His book The Liveliest Art, first published in 1957, is a history of the cinema used as a textbook at colleges and universities throughout the world.

==Early life==
He graduated from City College of New York in 1940, and became an assistant film curator at the Museum of Modern Art. He served in the Army from 1941 to 1945, becoming a first lieutenant.

==Film teacher==
Institutions at which he taught include:
- Brooklyn Academy of Music
- City College of New York Institute of Film Techniques
- New School for Social Research
- Hunter College
- Columbia University
- UCLA
- University of Southern California
- Australian Film Television and Radio School

His former students at USC include Thom Andersen, George Lucas, Robert Zemeckis, John Carpenter and Randal Kleiser. His former film history students at the City College of New York Institute of Film Techniques include Donald Swerdlow (now Don Canaan), an award-winning journalist and film editor, Producer Michael Hertzberg, DGA-First AD - Frank Capra Award Recipient Alex Hapsas, Writer-Director David Saperstein (Cocoon).

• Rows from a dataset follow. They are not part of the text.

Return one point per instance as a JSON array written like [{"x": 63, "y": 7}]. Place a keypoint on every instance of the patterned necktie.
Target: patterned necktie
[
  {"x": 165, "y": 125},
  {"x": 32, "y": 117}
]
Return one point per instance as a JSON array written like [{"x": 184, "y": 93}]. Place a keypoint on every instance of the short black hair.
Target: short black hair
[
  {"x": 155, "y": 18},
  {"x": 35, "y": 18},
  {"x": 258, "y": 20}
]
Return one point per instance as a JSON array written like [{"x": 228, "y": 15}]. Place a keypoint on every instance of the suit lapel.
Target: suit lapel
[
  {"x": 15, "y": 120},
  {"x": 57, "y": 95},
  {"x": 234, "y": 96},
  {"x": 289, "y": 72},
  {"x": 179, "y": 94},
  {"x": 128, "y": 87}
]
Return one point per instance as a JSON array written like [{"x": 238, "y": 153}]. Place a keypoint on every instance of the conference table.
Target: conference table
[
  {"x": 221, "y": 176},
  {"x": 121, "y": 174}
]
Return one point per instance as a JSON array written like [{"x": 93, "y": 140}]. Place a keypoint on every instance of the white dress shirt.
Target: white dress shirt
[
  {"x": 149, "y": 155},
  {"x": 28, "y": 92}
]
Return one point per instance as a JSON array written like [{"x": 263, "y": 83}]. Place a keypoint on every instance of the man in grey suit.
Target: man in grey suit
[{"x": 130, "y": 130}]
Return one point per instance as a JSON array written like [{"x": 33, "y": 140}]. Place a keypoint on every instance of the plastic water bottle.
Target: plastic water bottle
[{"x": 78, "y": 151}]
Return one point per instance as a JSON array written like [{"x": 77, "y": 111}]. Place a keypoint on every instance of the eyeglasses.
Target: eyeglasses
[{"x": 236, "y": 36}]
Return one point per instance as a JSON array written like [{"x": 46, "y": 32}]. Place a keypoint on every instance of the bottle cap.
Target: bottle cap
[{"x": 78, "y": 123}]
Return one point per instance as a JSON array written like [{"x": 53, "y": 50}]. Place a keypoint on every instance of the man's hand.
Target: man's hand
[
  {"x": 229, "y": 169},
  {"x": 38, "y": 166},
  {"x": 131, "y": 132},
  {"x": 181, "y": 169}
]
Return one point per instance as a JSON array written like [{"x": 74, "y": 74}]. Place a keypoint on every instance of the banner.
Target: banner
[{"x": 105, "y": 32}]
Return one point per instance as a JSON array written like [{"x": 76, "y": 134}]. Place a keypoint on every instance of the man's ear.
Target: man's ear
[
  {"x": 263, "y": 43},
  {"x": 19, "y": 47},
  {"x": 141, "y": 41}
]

Mehdi Tehrani (Lecturer of film studies at the University of Tehran College of Fine Arts and film critic) was one of his last students in 1990.

==Movie critic==
He reviewed movies for many publications, principally:
- The Saturday Review (1949–1973)
- The Hollywood Reporter (1973–1986)

In December 1972, Knight served as a defense witness in the Deep Throat obscenity trial, arguing that the film was, "more professional, more cleverly and amusingly written" than other films, and "not a sleazy film by any means. Knight would later testify in the 1976 trial of adult film actor Harry Reems, who was accused of conspiracy to distribute obscenity across state lines.

==Host and producer==
He wrote, produced and hosted the 1985 cable TV series Sex in Cinema for the Playboy Channel, based on the annual column he wrote for Playboy Magazine. He was also the host of the syndicated radio series Knight at the Movies. In 1974, he was a member of the jury at the 24th Berlin International Film Festival.

==Personal life==
His first wife was costume designer Mary Ann Nyberg, who died in 1979. He was survived by his wife, Anne.